I was reminded of the poem recently after a strange encounter with a five-year-old lime bush in my backyard. Like all other vegetation, even this shrub was affected by the arrival of spring.
Laden with pearl-like flowers, it lends a celestial appearance to the milieu, permeating the air around with an ethereal smell. Just going near it brings a smile to one's face, for the plant seems to be laughing heartily in the company of its burgeoning flowers.
Sitting by myself in the room, I was busy reading the newspaper when this bush attracted my attention by sending its exquisite fragrance across through the window. The song of a pair of humming birds perched atop it had reached a crescendo.
One could not stay untouched by the sublime ambience. Suddenly, I heard a quiet utterance, as if the lime shrub had beckoned me.

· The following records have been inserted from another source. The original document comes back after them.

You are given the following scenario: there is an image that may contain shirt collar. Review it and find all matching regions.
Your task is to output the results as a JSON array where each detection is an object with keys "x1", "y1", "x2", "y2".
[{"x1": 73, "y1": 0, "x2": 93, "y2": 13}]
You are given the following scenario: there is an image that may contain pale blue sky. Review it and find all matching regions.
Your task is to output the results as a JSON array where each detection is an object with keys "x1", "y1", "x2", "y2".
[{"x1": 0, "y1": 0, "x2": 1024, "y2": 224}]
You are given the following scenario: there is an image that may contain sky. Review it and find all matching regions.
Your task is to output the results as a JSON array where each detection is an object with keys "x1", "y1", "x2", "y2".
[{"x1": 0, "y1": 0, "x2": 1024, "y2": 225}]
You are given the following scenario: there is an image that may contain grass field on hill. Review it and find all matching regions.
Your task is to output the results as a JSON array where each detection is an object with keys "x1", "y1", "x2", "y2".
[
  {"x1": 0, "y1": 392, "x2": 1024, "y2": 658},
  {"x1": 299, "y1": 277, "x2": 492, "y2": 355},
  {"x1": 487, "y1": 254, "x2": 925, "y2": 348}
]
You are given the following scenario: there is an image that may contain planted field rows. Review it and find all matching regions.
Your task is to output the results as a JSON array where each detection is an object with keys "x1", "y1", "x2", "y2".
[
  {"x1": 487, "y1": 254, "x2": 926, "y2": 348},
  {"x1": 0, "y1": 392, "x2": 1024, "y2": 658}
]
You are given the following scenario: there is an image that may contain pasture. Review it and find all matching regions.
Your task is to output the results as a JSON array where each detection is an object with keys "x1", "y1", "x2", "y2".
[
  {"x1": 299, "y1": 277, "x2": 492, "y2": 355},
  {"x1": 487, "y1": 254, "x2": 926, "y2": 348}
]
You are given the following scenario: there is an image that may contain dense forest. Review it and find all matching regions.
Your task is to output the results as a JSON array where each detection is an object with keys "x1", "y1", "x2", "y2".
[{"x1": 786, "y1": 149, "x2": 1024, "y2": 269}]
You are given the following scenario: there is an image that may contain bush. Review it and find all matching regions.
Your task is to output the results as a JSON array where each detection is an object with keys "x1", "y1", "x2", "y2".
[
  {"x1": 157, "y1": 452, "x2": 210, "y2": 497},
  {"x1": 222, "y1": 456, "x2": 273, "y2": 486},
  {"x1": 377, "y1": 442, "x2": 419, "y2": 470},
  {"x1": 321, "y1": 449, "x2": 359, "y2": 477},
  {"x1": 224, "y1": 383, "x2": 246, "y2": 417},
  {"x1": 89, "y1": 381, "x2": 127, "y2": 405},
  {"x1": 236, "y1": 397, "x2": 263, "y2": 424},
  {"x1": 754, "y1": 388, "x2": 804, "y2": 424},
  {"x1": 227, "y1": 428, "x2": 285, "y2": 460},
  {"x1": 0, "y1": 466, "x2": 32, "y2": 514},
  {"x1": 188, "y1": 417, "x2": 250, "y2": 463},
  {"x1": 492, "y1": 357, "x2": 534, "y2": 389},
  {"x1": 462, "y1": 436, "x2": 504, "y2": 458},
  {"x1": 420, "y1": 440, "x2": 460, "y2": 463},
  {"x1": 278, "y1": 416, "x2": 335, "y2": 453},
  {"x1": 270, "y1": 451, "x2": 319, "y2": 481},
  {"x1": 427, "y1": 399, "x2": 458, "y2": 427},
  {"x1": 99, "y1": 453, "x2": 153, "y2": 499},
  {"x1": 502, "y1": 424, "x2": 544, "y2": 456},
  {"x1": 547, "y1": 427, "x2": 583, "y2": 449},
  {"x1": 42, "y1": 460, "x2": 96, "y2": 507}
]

I went out at once and stood beside it. As is its wont, it greeted me by showering me with a few of its flowers petals. Imagine my amazement when looking askance at it, I heard it address me: "I give you people such a useful fruit, besides making the entire place fragrant.
Every day, I spread fresh flower petals under your feet, even repel mosquitoes. Doing good to others is bliss for me." It paused to note my reaction. The statement was true but I had failed to understand its import.
"I didn't quite follow," I uttered, hesitating. The bush elaborated: "Look, there is hibiscus in the little garden in front of your house. You are so attached to it that you mention it to your guests and write about it in your articles. You even put its picture on the cover of your book."
"But isn't it something to be happy about?" I asked. "I am pleased but will be happier if you scribble something sitting in my shade as well and let me also enjoy your company sometimes.
Even I am quite capable of giving you ideas for wordy pictures." I gave the spruce lime a once over to find if the assertion was indisputable.
Without wasting time, I grabbed a chair, paper and a pen to act upon its suggestion. Shortly after, when my husband turned up, I told him about my tete-a-tete with the bush.
He could not believe it. I could have proved it but by then the bush had gone back to its primitive silent state.